Comment 21 Fedora Update System 2012-03-04 15:47:09 UTC
kmod-6-1.fc17 has been submitted as an update for Fedora 17.
https://admin.fedoraproject.org/updates/kmod-6-1.fc17

Comment 22 Fedora Update System 2012-03-19 14:50:03 UTC
kmod-7-1.fc17 has been submitted as an update for Fedora 17.
https://admin.fedoraproject.org/updates/kmod-7-1.fc17

Comment 23 Fedora Update System 2012-04-12 03:21:25 UTC
kmod-7-1.fc17 has been pushed to the Fedora 17 stable repository.  If problems still persist, please make note of it in this bug report.

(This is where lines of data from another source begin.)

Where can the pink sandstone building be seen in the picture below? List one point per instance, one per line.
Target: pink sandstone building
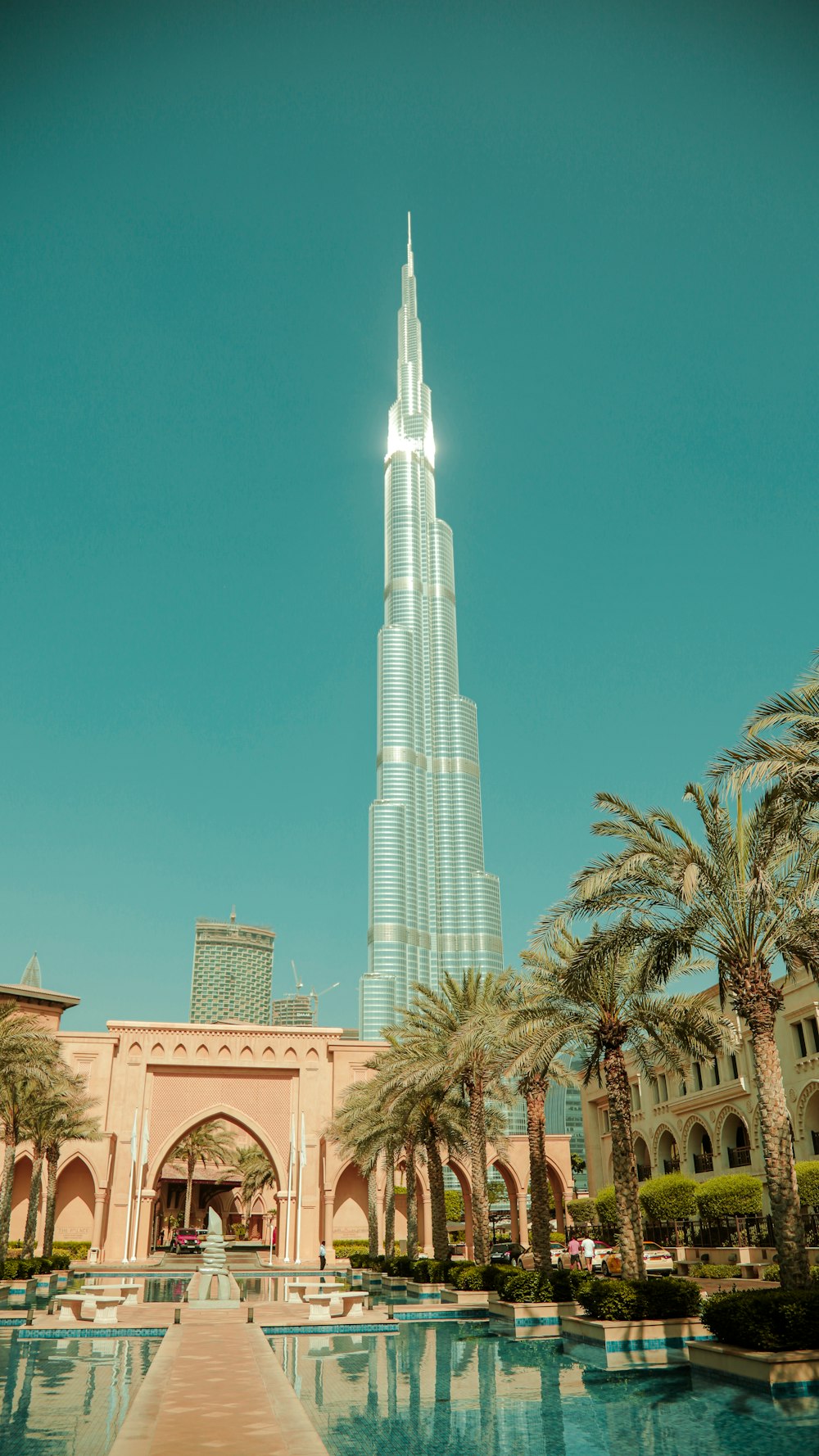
(256, 1079)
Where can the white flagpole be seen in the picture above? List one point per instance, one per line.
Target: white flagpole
(140, 1175)
(302, 1160)
(130, 1188)
(289, 1187)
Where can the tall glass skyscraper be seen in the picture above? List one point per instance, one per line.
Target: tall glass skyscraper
(433, 909)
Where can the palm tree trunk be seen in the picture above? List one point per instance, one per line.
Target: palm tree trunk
(437, 1201)
(29, 1237)
(411, 1203)
(540, 1232)
(389, 1206)
(190, 1191)
(52, 1160)
(7, 1196)
(372, 1213)
(777, 1149)
(478, 1168)
(624, 1167)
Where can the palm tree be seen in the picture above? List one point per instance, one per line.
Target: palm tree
(535, 1047)
(618, 1006)
(454, 1040)
(360, 1130)
(257, 1173)
(742, 898)
(73, 1120)
(780, 741)
(26, 1057)
(210, 1143)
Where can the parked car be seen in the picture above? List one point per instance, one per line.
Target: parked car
(185, 1241)
(508, 1252)
(602, 1251)
(658, 1261)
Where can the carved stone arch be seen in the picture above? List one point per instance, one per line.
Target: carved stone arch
(663, 1128)
(695, 1120)
(808, 1092)
(727, 1111)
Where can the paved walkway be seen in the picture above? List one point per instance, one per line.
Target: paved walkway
(216, 1386)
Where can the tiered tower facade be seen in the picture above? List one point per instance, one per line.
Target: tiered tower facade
(232, 971)
(433, 907)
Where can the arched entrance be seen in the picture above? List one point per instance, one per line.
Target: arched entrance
(73, 1213)
(216, 1186)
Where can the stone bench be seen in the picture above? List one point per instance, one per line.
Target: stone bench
(101, 1309)
(336, 1304)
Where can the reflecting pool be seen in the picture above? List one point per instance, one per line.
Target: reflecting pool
(67, 1396)
(456, 1388)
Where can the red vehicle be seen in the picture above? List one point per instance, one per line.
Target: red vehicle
(185, 1241)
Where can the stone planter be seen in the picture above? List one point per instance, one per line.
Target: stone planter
(464, 1296)
(540, 1319)
(424, 1291)
(781, 1372)
(667, 1338)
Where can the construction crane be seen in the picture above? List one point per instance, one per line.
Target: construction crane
(315, 999)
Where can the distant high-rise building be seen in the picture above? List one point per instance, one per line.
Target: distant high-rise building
(232, 971)
(433, 909)
(293, 1011)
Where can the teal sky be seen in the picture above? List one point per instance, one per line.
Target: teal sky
(615, 210)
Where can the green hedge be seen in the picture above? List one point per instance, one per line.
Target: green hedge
(808, 1182)
(605, 1205)
(581, 1212)
(764, 1319)
(771, 1273)
(26, 1268)
(733, 1194)
(640, 1299)
(673, 1196)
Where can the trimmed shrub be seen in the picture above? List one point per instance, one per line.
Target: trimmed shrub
(467, 1276)
(346, 1248)
(808, 1182)
(605, 1205)
(673, 1196)
(729, 1196)
(771, 1273)
(568, 1283)
(764, 1319)
(609, 1299)
(640, 1299)
(581, 1212)
(527, 1287)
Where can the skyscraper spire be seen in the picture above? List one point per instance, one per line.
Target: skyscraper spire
(433, 909)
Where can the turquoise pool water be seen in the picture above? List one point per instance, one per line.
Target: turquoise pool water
(67, 1396)
(456, 1390)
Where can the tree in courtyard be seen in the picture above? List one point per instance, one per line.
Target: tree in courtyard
(26, 1059)
(780, 743)
(210, 1143)
(618, 1006)
(742, 894)
(454, 1038)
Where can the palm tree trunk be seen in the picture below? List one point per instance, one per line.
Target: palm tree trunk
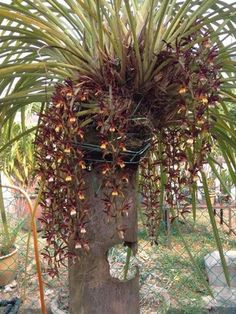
(92, 289)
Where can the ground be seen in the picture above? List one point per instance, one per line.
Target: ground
(169, 282)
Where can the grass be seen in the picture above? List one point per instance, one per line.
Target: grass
(168, 281)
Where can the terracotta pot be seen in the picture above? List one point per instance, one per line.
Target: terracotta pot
(8, 267)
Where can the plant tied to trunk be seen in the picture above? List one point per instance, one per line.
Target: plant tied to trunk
(115, 78)
(171, 110)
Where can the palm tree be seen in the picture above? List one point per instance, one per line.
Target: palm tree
(103, 70)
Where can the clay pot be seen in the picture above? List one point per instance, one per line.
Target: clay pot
(8, 267)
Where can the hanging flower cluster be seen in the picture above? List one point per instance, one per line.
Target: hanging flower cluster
(171, 113)
(184, 141)
(61, 165)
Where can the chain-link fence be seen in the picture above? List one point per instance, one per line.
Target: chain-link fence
(170, 281)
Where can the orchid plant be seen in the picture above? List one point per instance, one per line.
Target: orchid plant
(120, 83)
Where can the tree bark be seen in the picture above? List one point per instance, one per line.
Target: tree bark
(92, 289)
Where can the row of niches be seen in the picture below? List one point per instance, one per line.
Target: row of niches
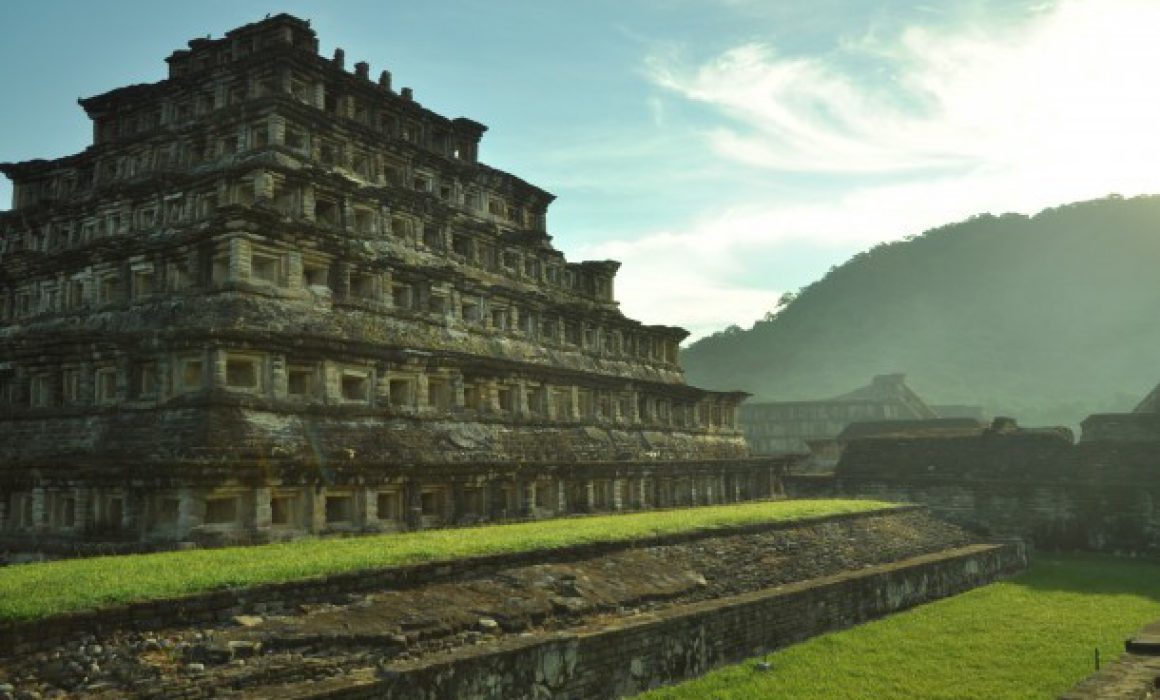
(233, 142)
(394, 505)
(405, 390)
(237, 264)
(389, 120)
(327, 209)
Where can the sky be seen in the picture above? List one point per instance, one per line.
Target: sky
(725, 151)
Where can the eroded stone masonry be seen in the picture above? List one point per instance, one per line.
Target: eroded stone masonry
(277, 297)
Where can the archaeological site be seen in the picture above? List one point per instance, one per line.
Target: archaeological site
(276, 297)
(278, 303)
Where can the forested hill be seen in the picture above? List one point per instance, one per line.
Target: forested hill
(1046, 318)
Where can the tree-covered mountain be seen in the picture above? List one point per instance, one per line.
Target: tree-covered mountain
(1046, 318)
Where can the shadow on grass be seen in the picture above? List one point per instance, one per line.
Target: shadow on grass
(1093, 574)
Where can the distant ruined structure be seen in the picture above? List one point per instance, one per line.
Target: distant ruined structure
(276, 297)
(813, 426)
(1101, 492)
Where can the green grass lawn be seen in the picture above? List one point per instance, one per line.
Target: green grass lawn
(1031, 636)
(30, 591)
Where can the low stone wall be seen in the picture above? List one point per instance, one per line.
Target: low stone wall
(1136, 675)
(218, 606)
(683, 642)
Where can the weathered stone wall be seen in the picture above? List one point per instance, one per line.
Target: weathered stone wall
(688, 641)
(218, 606)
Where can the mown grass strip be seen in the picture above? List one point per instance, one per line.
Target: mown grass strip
(1032, 636)
(31, 591)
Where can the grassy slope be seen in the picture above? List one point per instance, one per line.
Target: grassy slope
(33, 591)
(1032, 636)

Comment 24 Pete Zaitcev 2012-06-17 16:10:56 UTC
Still a problem on F17 with kmod-7-2.fc17 but whatever. The workaround
is still effective.

Comment 25 Jeremy Uchitel 2012-07-31 01:40:22 UTC
I think I am also seeing this problem on F16 with kernel-3.4.6-1 and module-init-tools-3.16-5.  Mounting the two xfs systems worked when I originally configured the system with F15, but stopped after my upgrade to F16.  Hoping to replace this with a new F17 install in the near future, but have copied Pete's pre-loading of the xfs module as a fix for now. (It works).  Just a side observation, but it seems there are a few cases where the systemd init seems more susceptible to race conditions than the old one.

Comment 26 Kay Sievers 2012-07-31 13:39:49 UTC
Seems we still miss the loop in kmod, that blocks the second modprobe
until the first modprobe returns and the module state has turned from
loading to ready.

Comment 27 Gerardo Exequiel Pozzi 2012-09-11 16:21:50 UTC
https://bugs.freedesktop.org/show_bug.cgi?id=53665 [mount fails when fstab has more than one entry for unloaded fs module]

Comment 28 Josh Boyer 2012-09-14 12:39:17 UTC
Rusty has submitted a patch in the kernel module loading to fix this issue:

http://thread.gmane.org/gmane.linux.kernel/1358707/focus=1358709

That should resolve things as soon as it gets into Fedora.

Comment 29 Pete Zaitcev 2013-01-08 19:46:06 UTC
Fixed in kernel-3.7.0-6.fc19 (turned out to require a kernel fix after all,
the workarounds in kmod were insufficient). Closing.